I'll end with a little vignette to make that point. Two Harvard professors, very well known, were writing a paper about employer-sponsored insurance. I said, "You should write about the degree to which people don't realize how much health care is costing them because of this form of the contribution." One of the professors, an economist, got really excited. He said, "That's a really great idea." Then he realized he didn't know how much Harvard was contributing for his health care. So he spent about a half hour on the Harvard Internet looking for information about how much Harvard contributed for his health care. After that search, he realized that he wasn't on Harvard's plan because he was covered by his wife's plan.
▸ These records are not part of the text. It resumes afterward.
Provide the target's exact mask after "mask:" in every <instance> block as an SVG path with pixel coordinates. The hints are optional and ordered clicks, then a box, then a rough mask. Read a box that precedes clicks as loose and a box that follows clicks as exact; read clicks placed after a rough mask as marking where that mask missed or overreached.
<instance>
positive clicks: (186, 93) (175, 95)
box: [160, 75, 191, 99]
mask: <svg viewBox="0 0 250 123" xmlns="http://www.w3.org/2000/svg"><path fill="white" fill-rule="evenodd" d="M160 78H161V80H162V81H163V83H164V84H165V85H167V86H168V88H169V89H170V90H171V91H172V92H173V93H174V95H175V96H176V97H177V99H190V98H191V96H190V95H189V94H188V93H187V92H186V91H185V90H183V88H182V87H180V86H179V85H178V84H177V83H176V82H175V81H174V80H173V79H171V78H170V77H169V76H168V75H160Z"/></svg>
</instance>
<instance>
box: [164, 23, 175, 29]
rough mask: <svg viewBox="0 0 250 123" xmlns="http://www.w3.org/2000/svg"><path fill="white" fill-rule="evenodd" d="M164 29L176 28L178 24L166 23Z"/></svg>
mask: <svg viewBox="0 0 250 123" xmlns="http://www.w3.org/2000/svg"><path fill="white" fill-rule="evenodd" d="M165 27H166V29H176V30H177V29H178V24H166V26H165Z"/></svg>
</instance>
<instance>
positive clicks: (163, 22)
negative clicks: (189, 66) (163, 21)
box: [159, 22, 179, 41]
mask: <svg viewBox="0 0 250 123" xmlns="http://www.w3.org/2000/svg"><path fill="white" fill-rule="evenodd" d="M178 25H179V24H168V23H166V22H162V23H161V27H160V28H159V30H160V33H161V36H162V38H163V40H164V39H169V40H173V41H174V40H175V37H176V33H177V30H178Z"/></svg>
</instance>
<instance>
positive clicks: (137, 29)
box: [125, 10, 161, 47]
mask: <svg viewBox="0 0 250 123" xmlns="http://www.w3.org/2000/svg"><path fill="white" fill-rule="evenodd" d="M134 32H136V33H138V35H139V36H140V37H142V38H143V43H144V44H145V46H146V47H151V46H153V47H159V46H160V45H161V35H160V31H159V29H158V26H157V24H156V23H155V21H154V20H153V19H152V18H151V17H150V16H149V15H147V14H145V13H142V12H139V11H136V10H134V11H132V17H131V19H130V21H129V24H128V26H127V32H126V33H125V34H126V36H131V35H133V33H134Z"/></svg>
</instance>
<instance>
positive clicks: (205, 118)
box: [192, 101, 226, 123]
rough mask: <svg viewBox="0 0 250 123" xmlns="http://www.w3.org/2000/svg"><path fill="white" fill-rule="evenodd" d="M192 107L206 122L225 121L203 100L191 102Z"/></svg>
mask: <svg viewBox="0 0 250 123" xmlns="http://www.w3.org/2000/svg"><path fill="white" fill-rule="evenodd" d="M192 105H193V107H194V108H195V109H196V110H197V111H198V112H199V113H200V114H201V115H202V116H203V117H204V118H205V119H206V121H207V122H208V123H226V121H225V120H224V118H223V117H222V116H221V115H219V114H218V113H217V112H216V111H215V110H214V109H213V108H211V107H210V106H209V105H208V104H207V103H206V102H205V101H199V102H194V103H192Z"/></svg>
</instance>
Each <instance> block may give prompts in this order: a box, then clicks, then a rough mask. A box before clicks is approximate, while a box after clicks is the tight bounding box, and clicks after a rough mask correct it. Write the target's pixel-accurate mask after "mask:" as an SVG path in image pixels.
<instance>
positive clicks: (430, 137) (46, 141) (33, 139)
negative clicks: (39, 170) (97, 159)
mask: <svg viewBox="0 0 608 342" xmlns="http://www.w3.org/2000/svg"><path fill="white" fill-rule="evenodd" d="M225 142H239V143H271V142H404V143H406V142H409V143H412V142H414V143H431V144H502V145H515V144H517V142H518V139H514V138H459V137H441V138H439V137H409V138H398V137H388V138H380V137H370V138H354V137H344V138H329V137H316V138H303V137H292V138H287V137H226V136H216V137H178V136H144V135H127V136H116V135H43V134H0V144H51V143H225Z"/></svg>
His co-author then said, "Don't you realize that Harvard has been providing information on its paper pay stubs like many employers do about what the contribution is? You could have just looked in that box, and it would have said zero." At that point, a Harvard law professor-not one of the co-authors-came up and said, "But don't you realize that Harvard discontinued paper pay stubs three years ago?" Here were these brilliant economists and law professors who didn't know what information Harvard provides and doesn't provide, let alone and more important what the actual contribution for a full professor in the economics department would be.
Replicate that millions and millions of times across the United States. There's very little awareness of how much health care is actually costing us in terms of reduced take-home pay, which then feeds the political economy problem because it results in less demand for efficiency than would otherwise be the case.